LEADERS EMBRACE UNCERTAINTY 2024-05-13T01:28:38-04:00


Happy Mothers Day to all you mothers across the United States and Canada who receive this weekly newsletter. Thank you for all you do and have done for your families, for your friends, and for your community. I hope you enjoy a wonderful day.

This week I was coaching an executive who was complaining that she did not have all the answers she wanted in addressing a challenging situation at work. She bemoaned the fact that the answers were unclear and that the direction forward was really tricky.

I asked her why it was so important for her to know the answers right now. She explained that figuring out the necessary answers now would allow her and her team to move forward more quickly and efficiently, and, moreover, it would impress her own manager.

I asked her how she would know when she and her team had arrived at the “right answer.” She opined that there would be consensus, that her manager would be supportive, and that it would be based upon available data.

We explored the definition of the “right answer.” I wondered if it was possible to reach consensus, obtain managerial support and think that the data was supportive, but arrive at an answer that proved to be a mistake or ineffective. She smiled ruefully and admitted that indeed that had occurred for her in the past, at her current job and in prior jobs.

We examined the advantages of not striving for the absolute right answer and instead learning to be OK with not knowing. I thought about a webinar I had viewed several months ago featuring one of the world’s leading coaches, Marcia Reynolds. During that webinar, Reynolds discussed the value of helping leaders learning to be OK with “not knowing.”

It reminded me of this common leadership knowledge journey:

-We don’t know what we don’t know

-We know what we don’t know

-We know what we know

-We don’t know what we know

This is a knowledge journey all leaders follow as they mature into responsible positions managing and leading individuals and teams. Young leaders often are not able or willing to admit that they don’t know what they don’t know. They think that admitting what they don’t know will make them look weak in the eyes of their teammates or their manager.

My experience has been just the opposite. When we acknowledge that we don’t know what we don’t know and later that we know what we don’t know, we show vulnerability and humility to our teammates. We give them permission to complement us with their own knowledge and ideas. This reinforces the concept of teamwork, where everyone is invited to help answer questions or contribute knowledge.

As leaders, when we embrace uncertainty, we are role modeling for our colleagues that it is acceptable and even preferable to realize that there are not always “right answers,” but that it is smart to live in the uncertainty of the future.

When we teach our teammates to accept, acknowledge and grow OK with uncertainty, we are actually doing them a service. We are showing them that uncertainty is an integral part of the leadership journey and that learning to live with and embrace that uncertainty is a step up on their leadership ladders.
Think about your own leadership journey to this point.
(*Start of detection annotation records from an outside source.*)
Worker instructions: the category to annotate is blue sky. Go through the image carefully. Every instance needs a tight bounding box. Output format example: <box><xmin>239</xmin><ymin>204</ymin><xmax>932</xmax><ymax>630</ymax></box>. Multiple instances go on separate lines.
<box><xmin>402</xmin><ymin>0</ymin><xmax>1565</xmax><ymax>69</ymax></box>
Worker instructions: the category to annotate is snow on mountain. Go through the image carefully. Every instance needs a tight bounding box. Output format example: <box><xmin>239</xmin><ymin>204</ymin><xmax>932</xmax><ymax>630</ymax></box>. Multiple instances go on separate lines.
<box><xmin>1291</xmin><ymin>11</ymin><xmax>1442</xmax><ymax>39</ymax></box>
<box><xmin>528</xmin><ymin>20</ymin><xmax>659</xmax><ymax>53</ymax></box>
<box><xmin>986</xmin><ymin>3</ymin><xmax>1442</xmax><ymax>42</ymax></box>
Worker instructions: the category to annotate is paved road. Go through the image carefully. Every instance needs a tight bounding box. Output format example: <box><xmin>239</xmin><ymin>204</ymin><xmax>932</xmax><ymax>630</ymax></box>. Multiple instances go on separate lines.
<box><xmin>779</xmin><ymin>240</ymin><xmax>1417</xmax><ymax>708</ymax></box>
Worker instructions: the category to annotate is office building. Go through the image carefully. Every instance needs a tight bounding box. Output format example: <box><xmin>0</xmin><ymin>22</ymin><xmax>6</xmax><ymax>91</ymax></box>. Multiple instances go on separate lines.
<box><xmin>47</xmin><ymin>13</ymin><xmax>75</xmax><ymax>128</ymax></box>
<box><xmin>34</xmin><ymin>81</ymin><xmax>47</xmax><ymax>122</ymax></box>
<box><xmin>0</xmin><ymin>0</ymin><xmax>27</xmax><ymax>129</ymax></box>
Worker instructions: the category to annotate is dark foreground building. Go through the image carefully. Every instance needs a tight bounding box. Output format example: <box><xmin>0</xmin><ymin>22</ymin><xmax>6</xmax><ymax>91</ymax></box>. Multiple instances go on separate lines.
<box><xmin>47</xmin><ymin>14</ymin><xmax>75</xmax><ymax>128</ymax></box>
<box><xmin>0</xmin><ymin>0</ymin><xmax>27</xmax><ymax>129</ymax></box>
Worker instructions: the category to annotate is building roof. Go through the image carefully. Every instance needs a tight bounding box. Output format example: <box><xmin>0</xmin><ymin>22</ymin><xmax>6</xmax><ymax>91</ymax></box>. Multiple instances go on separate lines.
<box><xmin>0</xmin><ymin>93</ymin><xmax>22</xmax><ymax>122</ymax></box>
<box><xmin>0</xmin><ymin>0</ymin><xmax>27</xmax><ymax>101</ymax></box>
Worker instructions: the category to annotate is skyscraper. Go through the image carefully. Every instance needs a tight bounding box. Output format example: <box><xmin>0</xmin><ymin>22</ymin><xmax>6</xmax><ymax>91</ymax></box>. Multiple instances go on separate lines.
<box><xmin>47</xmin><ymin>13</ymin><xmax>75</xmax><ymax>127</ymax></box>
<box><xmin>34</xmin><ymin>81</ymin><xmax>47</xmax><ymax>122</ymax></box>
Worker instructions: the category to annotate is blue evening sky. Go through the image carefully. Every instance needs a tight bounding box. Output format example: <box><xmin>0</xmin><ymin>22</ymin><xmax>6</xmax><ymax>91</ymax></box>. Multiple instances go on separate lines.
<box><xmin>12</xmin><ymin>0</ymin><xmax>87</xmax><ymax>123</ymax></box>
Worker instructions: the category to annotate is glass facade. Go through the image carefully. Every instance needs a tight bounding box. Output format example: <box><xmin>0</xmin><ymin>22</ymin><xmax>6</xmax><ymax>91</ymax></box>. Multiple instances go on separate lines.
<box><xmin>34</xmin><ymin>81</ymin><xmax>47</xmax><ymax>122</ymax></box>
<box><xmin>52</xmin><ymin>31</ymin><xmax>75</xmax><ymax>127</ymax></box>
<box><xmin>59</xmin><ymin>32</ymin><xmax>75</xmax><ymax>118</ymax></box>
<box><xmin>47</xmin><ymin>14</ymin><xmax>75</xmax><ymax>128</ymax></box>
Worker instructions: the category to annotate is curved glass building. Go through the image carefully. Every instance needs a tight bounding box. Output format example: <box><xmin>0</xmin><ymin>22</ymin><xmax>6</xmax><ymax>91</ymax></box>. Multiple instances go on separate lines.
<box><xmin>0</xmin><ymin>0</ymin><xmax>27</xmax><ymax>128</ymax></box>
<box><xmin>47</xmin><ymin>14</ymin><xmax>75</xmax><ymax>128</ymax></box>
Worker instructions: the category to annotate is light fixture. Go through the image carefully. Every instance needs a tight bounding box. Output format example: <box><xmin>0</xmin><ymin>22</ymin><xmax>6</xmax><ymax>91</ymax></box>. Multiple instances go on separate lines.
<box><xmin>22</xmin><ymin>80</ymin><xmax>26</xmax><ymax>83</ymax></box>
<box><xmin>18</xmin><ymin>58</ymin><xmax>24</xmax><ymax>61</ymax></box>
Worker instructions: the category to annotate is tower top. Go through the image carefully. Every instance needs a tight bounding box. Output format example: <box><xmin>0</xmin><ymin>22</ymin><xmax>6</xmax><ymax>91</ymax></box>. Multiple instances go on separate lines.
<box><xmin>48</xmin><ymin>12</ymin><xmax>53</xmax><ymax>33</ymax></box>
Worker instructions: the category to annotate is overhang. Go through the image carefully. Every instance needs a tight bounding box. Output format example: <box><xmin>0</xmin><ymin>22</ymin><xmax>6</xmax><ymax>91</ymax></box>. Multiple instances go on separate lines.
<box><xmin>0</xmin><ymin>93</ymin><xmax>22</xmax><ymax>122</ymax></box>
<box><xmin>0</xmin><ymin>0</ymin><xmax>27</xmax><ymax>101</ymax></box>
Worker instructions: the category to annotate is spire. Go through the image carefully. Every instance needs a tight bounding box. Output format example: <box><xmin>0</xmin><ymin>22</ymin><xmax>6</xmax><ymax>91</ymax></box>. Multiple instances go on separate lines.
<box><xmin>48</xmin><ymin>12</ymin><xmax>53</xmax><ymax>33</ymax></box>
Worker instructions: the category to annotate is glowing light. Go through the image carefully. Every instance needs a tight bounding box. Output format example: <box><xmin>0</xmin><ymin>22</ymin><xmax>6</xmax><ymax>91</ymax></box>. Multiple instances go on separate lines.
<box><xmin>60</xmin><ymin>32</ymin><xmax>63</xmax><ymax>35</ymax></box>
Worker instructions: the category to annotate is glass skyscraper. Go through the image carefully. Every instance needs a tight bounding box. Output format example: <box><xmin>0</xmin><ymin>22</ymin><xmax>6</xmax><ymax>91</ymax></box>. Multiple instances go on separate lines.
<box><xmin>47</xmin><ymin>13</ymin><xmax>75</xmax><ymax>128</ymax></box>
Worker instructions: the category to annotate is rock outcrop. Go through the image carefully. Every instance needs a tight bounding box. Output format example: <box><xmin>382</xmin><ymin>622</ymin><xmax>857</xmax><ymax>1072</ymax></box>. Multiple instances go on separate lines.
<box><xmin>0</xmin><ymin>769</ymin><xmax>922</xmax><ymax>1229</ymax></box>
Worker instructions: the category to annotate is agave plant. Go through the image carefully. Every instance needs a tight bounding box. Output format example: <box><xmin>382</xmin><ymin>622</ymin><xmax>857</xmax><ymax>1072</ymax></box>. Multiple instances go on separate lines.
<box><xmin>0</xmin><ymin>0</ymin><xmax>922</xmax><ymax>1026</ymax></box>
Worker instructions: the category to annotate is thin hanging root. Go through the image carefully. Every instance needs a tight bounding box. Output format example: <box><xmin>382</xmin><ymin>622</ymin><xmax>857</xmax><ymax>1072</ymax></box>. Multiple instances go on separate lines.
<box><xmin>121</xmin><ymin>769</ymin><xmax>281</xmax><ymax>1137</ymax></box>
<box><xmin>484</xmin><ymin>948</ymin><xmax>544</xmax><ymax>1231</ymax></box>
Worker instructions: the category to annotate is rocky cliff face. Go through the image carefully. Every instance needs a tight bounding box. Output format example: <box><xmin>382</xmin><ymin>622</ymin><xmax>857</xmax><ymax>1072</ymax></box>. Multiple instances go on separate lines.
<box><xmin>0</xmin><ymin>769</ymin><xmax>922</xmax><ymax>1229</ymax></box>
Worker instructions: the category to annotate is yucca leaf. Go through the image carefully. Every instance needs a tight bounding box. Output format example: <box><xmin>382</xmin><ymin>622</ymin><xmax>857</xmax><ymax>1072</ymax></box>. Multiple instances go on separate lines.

Was there ever a stage when you craved certainty, when you wanted to possess all the “right answers?” Did uncertainty make you feel uneasy? Did it propel you into your “discomfort zone?” As I have written here before, part of leadership maturation is learning to be comfortable with being uncomfortable.

Where are you today with the feeling of uncertainty?

-Do you dread it?

-Do you ignore it?

-Do you welcome it as part of your learning process?

I encourage you to examine your relationship with uncertainty. Reflect on it. Journal about it. Talk to others about it. Hopefully, over time, you will grow t– as Marcia Reynolds advises – to embrace it.